In a more recent report, Steven Feldstein listed many of the specific vendors and spyware products in the Mendeley Data Commercial Spyware Global Inventory, V2, 2020.
His listing of the commercial spyware products procured and used by governments around the world raises the question of whether the industry products or government actions (or perhaps both) he has cited violate “principles of legality, necessity, proportionality, and legitimacy”?
From NSO Group and Pegasus to Black Cube, Cellebrite, FinFisher, Blue Coat, Nexa Technologies, Hacking Team/Memento, CyberPoint, L3 Technologies, and Verint, among others, a growing number of digital surveillance tools on the market have very similar, very powerful capabilities.
Like Pegasus, KRAIT can be used to take over a target device with no action needed by the device owner. The mobile device’s location data, call logs, address book, and text messages are accessible to the KRAIT controller. Encrypted communications, such as those shared on messaging apps like Signal, Telegram, and WhatsApp can be intercepted, read, and stored.
But perhaps even more worrying is the fact generic components of a safe, secure and functioning Internet can be used as surveillance tools.
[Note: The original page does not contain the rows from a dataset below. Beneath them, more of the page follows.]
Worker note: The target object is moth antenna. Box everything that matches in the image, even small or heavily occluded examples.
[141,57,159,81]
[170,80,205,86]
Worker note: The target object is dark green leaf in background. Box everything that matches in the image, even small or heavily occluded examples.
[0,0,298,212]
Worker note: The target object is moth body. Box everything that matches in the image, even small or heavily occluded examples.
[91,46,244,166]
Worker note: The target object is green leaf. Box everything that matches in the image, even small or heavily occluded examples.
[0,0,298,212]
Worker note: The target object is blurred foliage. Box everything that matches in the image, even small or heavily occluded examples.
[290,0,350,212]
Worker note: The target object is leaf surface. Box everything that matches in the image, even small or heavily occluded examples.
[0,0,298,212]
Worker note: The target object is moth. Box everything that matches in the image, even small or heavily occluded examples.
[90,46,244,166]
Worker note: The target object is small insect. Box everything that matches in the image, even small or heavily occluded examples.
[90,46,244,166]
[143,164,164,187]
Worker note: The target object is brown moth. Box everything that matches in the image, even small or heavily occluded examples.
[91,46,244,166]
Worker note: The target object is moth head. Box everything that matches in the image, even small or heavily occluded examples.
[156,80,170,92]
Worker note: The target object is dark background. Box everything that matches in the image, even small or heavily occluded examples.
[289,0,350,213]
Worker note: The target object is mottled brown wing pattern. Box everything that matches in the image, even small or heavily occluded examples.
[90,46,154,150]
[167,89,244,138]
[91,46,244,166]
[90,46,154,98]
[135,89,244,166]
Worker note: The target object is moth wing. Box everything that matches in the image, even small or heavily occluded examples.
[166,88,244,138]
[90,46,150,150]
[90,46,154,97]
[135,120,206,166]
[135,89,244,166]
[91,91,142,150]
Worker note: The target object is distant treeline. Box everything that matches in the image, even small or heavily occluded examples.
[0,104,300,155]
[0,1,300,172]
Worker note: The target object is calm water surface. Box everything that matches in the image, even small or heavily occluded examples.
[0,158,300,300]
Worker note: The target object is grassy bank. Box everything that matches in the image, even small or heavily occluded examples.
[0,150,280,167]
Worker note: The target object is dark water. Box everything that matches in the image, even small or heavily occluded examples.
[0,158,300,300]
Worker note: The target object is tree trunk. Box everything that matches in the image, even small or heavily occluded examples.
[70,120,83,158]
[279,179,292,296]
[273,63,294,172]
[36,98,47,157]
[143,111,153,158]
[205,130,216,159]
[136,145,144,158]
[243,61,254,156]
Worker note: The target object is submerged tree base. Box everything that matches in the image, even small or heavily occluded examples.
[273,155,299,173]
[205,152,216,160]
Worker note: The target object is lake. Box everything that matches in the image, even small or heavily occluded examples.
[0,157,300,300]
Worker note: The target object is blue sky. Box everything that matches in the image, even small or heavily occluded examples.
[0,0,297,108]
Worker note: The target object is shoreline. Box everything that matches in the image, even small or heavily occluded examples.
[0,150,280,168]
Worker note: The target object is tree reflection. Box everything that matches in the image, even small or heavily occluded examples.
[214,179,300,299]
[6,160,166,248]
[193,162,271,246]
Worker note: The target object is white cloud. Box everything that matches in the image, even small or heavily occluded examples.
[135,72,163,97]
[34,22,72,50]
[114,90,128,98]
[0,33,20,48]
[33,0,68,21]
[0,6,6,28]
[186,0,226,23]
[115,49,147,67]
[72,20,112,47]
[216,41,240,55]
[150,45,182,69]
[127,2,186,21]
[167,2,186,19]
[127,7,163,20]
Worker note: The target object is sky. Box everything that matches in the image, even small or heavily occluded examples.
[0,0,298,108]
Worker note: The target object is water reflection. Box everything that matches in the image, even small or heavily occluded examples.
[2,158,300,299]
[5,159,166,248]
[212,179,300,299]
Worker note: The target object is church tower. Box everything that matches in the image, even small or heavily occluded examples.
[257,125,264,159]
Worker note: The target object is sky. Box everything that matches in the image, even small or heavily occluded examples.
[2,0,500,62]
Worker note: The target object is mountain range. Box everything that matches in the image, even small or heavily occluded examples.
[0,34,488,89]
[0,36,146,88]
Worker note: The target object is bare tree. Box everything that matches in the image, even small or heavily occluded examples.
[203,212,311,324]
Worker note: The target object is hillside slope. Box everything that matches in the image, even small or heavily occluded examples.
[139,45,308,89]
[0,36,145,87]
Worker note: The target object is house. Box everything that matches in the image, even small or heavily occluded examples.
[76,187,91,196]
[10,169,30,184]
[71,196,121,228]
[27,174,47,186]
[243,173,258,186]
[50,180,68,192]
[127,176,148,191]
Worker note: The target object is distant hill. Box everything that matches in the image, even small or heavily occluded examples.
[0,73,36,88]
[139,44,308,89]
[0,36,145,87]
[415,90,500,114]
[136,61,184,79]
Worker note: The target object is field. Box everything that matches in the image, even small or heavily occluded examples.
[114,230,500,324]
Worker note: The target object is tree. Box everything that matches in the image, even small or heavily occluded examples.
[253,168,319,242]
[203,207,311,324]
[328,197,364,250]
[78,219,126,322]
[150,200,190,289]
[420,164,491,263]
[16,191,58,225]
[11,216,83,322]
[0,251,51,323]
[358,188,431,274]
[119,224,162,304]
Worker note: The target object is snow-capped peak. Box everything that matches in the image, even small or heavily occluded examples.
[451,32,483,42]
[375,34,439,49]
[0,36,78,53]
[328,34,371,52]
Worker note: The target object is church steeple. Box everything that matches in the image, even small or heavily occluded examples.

That’s the difficult spot a Canadian company called Sandvine seemed to find itself in when reports surfaced that its software tools were being used by repressive governments around the world.
Researchers at the digital rights group Qurium Media Foundation were among those who said Sandvine’s telecom tools were being used by the Egyptian (and other) governments to block people’s access to hundreds of websites, including news and media sites.
Sandvine said its technology was “not intended to thwart human rights or block the broad, free flow of information’’ just the opposite, in fact: “[I]t is designed to … ensure that citizens have high quality and better access to information worldwide.’’ The Canadian company says it no longer works with certain identified regimes.
(For its part, NSO has released a transparency report and published excerpts from its contracts with customers indicating that its products be used only for criminal and national security investigations.)
In order to be safe from unlawful surveillance, we need to be able to trust such statements. We need to be able to trust our devices. We need to be able to trust the marketplace and our government.
That is why Kaye and many others are advocating for the creation of open and transparent public mechanisms for the approval, licensing, and oversight of commercial spyware and surveillance technologies.
Eitay Mack, a human rights lawyer and activist based in Israel, has filed petitions to revoke export licenses of certain technology companies in his country and issued calls to implement a more comprehensive review process before surveillance technologies can be sold to a new customer.
As Kaye writes in his report, “It is time” for strict supervision of the industry “with the goal of protecting human rights for all.”
The fact that “human rights for all” needs to be put in place as a goal of the marketplace, and is not already its core operating criteria, is a condemnation of not just the marketplace, but of its regulators and participants.